Tuesday, March 12, 2019

Or Said They Did

I can't tell what these people actually believe or if they're just conning investors.

Uber thought it would have 75,000 autonomous vehicles on the roads this year and be operating driverless taxi services in 13 cities by 2022, according to court documents unsealed last week. To reach those ambitious goals, the ridesharing company, which hopes to go public later this year, was spending $20 million a month on developing self-driving technologies.

The figures, dating back to 2016, paint a picture of a company desperate to meet over-ambitious autonomy targets and one that is willing to spend freely, even recklessly, to get there. As Uber prepares for its IPO later this year, the new details could prove an embarrassing reminder that the company is still trailing in its efforts to develop technology that founder Travis Kalanick called “existential” to Uber’s future.

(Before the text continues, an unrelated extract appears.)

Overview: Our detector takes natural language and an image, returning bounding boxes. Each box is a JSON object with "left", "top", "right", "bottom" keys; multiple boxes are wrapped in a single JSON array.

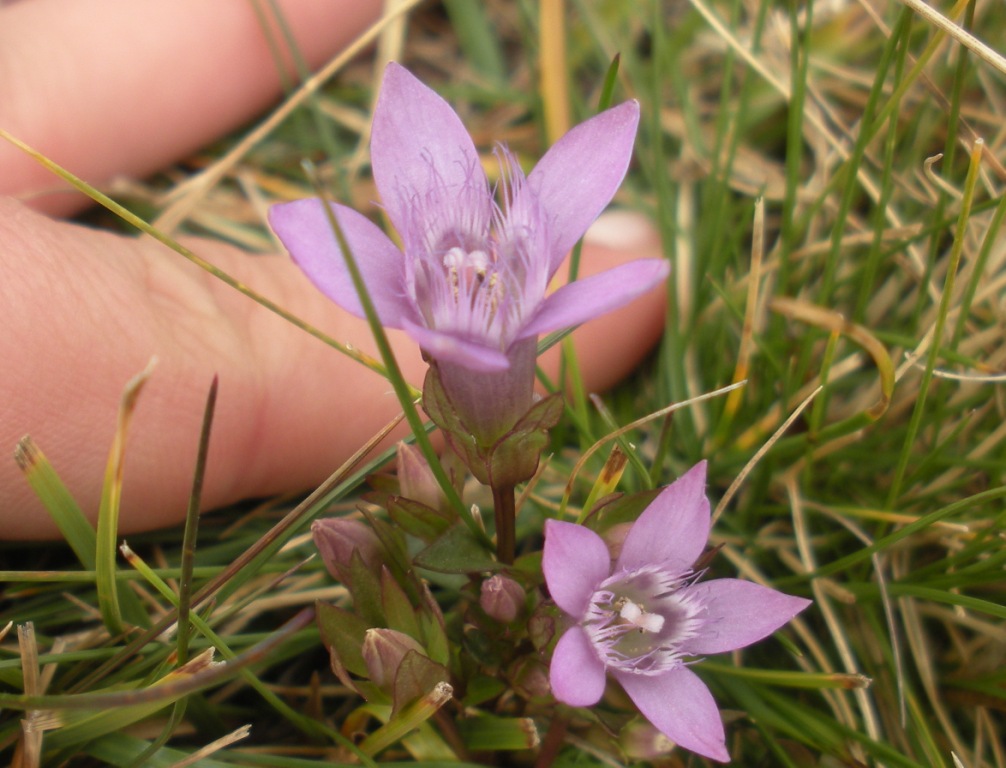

I was thinking a bit why all of this has been so dumb, and one reason is that the barrier isn't (yet) even just that they can't build a reasonably cheap car, it's they can't build one at all. If I said, "here's eleventy trillion dollars, put a single level 4+/5- self-driving car on the road that would truly work well enough to be a robo taxi that would operate more cheaply than one with a driver within 18 months" I'm pretty sure it couldn't be done. Maybe I'm too pessimistic. Maybe they could with eleventy trillion! But the point is you aren't going to be rolling these things off the assembly line at $100,000 a pop any time soon because you couldn't even roll them off the assembly line at $100,000,000 a pop.

It isn't about making the technology more efficient or cost-effective or whatever, it's about making the technology at all. It just does not exist. They can't say, "well, we can do this, but sadly the sensors cost $10,000,000 per car so we need to figure out how to make them more cheaply." They just can't do it.